A new headline from the Trump era:
Fewer Immigrants Are Reporting Domestic Abuse. Police Blame Fear of Deportation.
Compare it to this headline from a few months ago:
Arrests along Mexico border drop sharply under Trump, new statistics show
This latter article goes on to comment
The figures show a sharp drop in apprehensions immediately after President Trump’s election win, possibly reflecting the deterrent effect of his rhetoric on would-be border crossers.
It must be noted that these two interpretations of declining enforcement are diametrically opposed: In the first case, declining reports to police are taken as evidence of nothing other than declining reports, whereas the latter analysis eschews such a naive interpretation, suggesting that the decline in apprehensions is actually evidence of a decline in the number of offenses (in this case, illegal border crossings).

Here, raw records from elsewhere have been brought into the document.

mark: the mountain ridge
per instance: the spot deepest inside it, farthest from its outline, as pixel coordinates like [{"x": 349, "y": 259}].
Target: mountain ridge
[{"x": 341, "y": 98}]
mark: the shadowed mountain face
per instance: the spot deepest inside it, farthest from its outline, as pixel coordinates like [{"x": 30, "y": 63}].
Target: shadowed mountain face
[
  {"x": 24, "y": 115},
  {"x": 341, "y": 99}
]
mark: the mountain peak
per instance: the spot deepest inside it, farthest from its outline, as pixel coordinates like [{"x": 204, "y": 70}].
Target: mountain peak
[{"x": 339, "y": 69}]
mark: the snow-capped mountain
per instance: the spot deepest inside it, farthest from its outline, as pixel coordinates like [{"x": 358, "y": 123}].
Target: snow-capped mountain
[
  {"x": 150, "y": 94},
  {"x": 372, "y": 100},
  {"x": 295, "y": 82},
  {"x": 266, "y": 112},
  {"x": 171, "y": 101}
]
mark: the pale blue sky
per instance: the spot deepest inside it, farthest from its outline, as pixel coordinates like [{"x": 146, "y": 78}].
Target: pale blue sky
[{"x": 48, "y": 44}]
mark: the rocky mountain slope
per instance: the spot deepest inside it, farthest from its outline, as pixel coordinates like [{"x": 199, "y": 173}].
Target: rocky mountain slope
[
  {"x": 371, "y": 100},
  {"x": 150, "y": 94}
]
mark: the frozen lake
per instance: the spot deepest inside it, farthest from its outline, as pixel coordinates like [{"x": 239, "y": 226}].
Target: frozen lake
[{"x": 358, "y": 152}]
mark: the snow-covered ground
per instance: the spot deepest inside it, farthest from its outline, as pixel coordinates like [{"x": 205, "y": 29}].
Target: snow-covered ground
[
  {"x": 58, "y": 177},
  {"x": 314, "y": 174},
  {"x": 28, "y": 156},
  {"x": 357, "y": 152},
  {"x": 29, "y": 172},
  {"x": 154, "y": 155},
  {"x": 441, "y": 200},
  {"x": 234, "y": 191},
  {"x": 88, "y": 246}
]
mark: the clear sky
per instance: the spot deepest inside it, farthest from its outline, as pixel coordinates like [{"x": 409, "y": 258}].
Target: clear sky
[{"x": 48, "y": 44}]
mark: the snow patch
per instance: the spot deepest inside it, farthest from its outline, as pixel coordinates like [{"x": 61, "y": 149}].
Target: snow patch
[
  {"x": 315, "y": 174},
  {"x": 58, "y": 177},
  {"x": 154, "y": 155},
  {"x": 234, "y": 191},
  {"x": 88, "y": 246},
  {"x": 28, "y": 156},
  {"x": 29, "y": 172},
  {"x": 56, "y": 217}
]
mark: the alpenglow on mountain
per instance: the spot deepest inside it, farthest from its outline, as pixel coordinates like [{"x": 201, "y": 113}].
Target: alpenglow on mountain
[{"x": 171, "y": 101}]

I don’t mean to criticise the conventional wisdom, which seems to me eminently sensible. I just think it’s interesting how little the statistical “facts” are able to speak for themselves. The same facts could mean that the election of Trump was associated with a decline in domestic violence in immigrant communities, and also with a reduction in border patrol effectiveness. It’s hard to come up with a causal argument for either of these — Did immigrant men look at Trump with revulsion and decide, abusing women is for the gringos? Did ICE get so caught up with the fun of splitting up families in midwestern towns and harassing Spanish speakers in Montana, that they stopped paying attention to the southern border? — so we default to the opposite conclusion.